A l'école, l'ignorance prend un halo négatif. On pointe du doigt l'ignorant. Et cela crée un paradoxe car pour vaincre l'ignorance, nous devons d'abord la reconnaître, mais nous ne pouvons pas la reconnaître de peur d'être étiqueté comme ignorant. L'écrivain Baltasar Gracian a déclaré que "la première étape de l'ignorance est de présumer de savoir".


Se débarrasser de l'ignorance n'est pas très difficile, il suffit de s'informer, "mais c'est impossible pour la grande majorité des gens, car l'habitude de se sentir ignorant est plus forte que leur désir d'apprendre", selon Sibaldi.

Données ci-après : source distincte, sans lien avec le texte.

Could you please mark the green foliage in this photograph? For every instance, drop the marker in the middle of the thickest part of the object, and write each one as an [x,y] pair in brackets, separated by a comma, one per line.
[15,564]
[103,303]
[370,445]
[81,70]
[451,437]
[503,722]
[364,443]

L'ignorance devient une zone de confort dans laquelle nous nous sentons trop à l'aise pour l'abandonner. Ou peut-être que nous ne nous sentons pas à l'aise, mais la peur de ce qui se trouve à l'extérieur, de tout ce qui remet en question nos croyances, est si forte qu'elle nous maintient paralysés dans cette zone de confort. Nous choisissons donc d'ignorer.


Choisissez de savoir

L'ignorant n'est pas celui qui ne sait pas, mais celui qui ne veut pas savoir. Par conséquent, la première étape pour évincer l'ignorance est de développer un état d'esprit de croissance, un esprit ouvert qui nous permet d'explorer autant de possibilités que possible.

Nous ne pouvons pas nous débarrasser de nos stéréotypes et de nos croyances du jour au lendemain, mais nous pouvons les remettre en question et regarder au-delà de ce que nous avons toujours tenu pour acquis. Nous devrions avoir davantage peur de mourir lentement chaque jour dans notre zone de confort, qui se rétrécit de plus en plus, plutôt que de sortir et de découvrir le monde, aussi différent ou incertain soit-il.